Published on , by Philippe Dufour

This is the third and final act of an ambitious project bringing together Berlin’s rich and varied ethnological and Asian collections—without evading any of today's postcolonial issues.

The Schlüter courtyard of the Humboldt Forum in central Berlin.© Stiftung Humboldt... In Berlin, a Humboldt Forum Now at Full Capacity

The Schlüter courtyard of the Humboldt Forum in central Berlin.
© Stiftung Humboldt Forum im Berliner Schloss/Photo: Alexander Schippel

On September 17, over 25,000 visitors discovered the final installations of the Humboldt Forum: a venture that has successfully made it through thick and thin over 20 years. After two partial openings—one virtual, because of the pandemic—this monumental journey, carried out under the auspices of Prussian explorer Alexander von Humboldt (1769-1859) and his brother Wilhelm (1767-1835), has firmly established itself as one of the world’s biggest spaces devoted to non-European cultures. Comprising not one but two museums housed in a brand-new Berlin palace, the institution exhibits over 24,000 objects—out of a total of 500,000 references from the Ethnologisches Museum and 40,000 from the Museum für Asiatische Kunst—in 17,000 m 2 of exhibition space.
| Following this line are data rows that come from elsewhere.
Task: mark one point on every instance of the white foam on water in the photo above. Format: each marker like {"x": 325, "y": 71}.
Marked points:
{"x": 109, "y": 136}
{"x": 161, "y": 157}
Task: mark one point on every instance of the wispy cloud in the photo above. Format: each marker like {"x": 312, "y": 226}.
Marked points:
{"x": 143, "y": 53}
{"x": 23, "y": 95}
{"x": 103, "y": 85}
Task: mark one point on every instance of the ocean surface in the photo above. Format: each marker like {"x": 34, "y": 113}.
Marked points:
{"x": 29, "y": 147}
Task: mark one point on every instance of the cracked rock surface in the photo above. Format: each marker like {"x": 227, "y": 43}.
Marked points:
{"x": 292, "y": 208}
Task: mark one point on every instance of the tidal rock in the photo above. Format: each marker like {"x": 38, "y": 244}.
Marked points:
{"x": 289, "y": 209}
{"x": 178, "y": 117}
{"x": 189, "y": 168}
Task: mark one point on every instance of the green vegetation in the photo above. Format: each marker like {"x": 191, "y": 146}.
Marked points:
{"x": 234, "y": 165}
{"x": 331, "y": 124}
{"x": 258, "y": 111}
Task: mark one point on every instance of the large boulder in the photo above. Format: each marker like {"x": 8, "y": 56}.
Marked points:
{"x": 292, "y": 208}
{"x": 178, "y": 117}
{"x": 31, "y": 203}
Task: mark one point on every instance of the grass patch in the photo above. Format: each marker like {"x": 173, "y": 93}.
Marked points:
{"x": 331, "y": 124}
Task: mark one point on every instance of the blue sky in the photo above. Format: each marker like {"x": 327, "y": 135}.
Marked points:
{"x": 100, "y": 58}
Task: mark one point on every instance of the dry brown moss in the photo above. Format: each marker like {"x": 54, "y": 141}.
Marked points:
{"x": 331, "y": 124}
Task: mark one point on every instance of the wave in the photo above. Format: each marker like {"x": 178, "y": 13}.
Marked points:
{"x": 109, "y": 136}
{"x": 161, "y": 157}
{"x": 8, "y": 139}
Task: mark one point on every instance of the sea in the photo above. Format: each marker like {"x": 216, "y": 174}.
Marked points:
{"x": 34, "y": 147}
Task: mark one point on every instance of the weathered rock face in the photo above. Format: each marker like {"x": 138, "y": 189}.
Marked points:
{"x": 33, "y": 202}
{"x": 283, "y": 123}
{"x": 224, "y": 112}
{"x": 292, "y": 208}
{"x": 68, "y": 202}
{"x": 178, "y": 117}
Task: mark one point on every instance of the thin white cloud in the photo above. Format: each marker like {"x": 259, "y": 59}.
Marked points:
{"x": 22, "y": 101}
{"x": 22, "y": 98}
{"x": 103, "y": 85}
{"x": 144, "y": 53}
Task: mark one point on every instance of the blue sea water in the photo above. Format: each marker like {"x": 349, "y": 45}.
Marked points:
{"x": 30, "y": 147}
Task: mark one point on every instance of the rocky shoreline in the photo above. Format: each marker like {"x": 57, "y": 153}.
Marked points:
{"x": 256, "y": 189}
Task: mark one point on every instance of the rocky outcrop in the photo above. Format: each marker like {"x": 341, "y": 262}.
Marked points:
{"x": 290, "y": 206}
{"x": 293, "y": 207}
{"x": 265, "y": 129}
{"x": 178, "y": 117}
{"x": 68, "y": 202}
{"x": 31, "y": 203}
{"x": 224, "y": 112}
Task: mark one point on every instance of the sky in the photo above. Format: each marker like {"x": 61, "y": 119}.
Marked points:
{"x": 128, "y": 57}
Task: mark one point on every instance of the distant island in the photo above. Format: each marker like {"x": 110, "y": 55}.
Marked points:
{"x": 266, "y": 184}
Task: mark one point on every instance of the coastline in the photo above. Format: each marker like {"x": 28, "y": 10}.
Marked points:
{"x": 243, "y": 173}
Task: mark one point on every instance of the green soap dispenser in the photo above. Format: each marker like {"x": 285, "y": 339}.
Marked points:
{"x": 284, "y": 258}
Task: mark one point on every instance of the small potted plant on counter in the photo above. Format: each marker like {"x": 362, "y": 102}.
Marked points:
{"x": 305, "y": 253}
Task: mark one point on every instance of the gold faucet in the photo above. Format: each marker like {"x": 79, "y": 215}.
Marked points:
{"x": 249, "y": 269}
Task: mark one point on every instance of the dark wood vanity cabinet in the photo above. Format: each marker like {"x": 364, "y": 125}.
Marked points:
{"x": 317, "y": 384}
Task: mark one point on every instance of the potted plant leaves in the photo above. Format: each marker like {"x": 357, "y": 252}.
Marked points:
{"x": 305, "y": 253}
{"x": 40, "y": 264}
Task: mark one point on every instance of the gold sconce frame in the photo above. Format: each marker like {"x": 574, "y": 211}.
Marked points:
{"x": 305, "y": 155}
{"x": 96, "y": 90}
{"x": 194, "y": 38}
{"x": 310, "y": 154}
This long development process, which was further slowed by the health crisis, is inseparable from another vast and controversial project. Although the idea of a Humboldt Forum as a "center for dialogue between cultures and science" (as it was originally called) dates from the 1990s and the fall of the Wall, it needed a few more years to become a reality. It eventually took the form of an imposing royal palace, destroyed 72 years ago. Its reconstruction was voted by the Bundestag on July 4, 2002, despite those arguing for a more contemporary architecture, who were in the minority. The project was contested by many people for budgetary reasons (the final bill will be €680 M), but according to its supporters, this monumental reconstruction—a sphere in which…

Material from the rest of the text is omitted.